Staatsanleihen als Geldanlage. Wer Geld sicher und für längeren Zeitraum anlegen möchte, greift gerne auf Anleihen zurück, die von Staat, Land oder Kommunen aufgelegt werden. Diese wurden lange Jahre gut und sicher verzinst und gelten auch heute, in Zeiten geringer Zinsen und teils hoher Staatsverschuldung als sichere Geldanlage. Dass diese Sicherheit nicht immer der Realität entspricht konnte man in den 80er Jahren an Staatsanleihen aus z.B. Argentinien sehen, die nicht „bedient“, also nicht zurück gezahlt wurden.

Europäische Staaten, die ihre Schulden nicht begleichen konnten, sind ebenfalls bekannt – so mussten z.B. die Eigentümer von griechischen Staatsanleihen deutliche Abschläge auf den Wert der Papiere verkraften.

Anleihen Bonität

Die Rendite, sprich die Zinsen, die Anleihen bieten richten sich auch nach der Bonität des Schuldners. D.h. je wahrscheinlicher es ist, dass der Schuldner seine Zinsen und Tilgungen pünktlich bezahlt, desto geringer ist die jährliche Rendite, desto kleiner aber auch das Risiko für den Anleger.

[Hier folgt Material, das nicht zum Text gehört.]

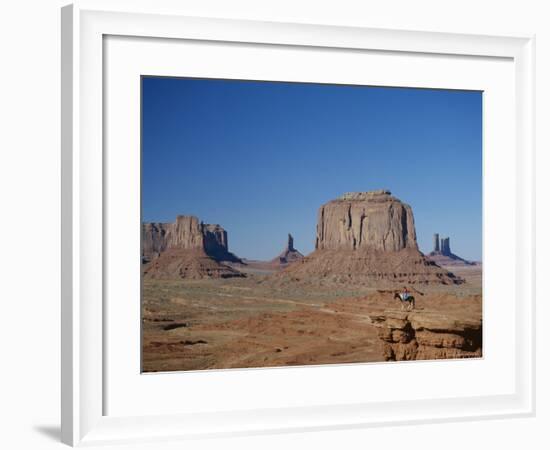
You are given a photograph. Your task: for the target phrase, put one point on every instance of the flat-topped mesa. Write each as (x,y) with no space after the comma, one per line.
(367,238)
(186,233)
(372,220)
(289,254)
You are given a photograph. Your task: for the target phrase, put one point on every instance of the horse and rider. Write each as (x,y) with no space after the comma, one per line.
(405,297)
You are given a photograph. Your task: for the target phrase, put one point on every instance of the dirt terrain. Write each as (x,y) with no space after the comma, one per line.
(256,322)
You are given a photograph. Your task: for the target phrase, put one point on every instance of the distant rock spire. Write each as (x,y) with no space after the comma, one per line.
(446,246)
(290,244)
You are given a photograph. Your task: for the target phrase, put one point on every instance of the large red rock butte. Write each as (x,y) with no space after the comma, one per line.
(186,248)
(368,238)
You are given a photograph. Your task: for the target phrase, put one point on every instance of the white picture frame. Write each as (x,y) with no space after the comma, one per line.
(84,347)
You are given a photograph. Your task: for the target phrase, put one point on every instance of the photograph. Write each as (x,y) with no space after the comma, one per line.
(304,224)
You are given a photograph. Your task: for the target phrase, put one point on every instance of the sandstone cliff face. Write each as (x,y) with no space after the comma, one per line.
(186,233)
(368,238)
(366,220)
(427,335)
(186,248)
(289,254)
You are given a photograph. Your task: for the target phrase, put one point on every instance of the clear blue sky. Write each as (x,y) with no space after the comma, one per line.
(259,158)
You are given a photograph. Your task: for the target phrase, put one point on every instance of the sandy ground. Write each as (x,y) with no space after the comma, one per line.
(241,323)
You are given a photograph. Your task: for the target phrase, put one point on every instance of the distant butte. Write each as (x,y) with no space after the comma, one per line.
(186,248)
(289,254)
(368,238)
(443,256)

Anleihen begeben aber nicht nur Staaten, sondern auch Unternehmen. Diese finanzieren auf diesem Weg neue Projekte und Investitionsvorhaben und führen dann in den kommenden Jahren das geliehene Geld inklusive der Zinsen zurück. Der Vorteil für Unternehmen liegt einfach darin, dass sie die finanziellen Mittel nicht bei einer oder mehreren Banken leihen müssen, sondern direkt von Anlegern Geld bekommen, die kein Mitspracherecht für die geliehenen Summen einfordern und im Zweifelsfall auch weniger Zinsen für das Kapital verlangen als dies eine Bank tun würde.

Ob Unternehmensanleihen oder Staaten, ohne ausreichende Bontität ist eine Anleihe immer unsicher, weshalb Staaten wie die Bundesrepublik Deutschland oftmals bessere Schuldner gelten obwohl sie – anders als Unternehmen – über Jahre hinweg niemals einen positiven Erlös, einen Gewinn erzielt haben.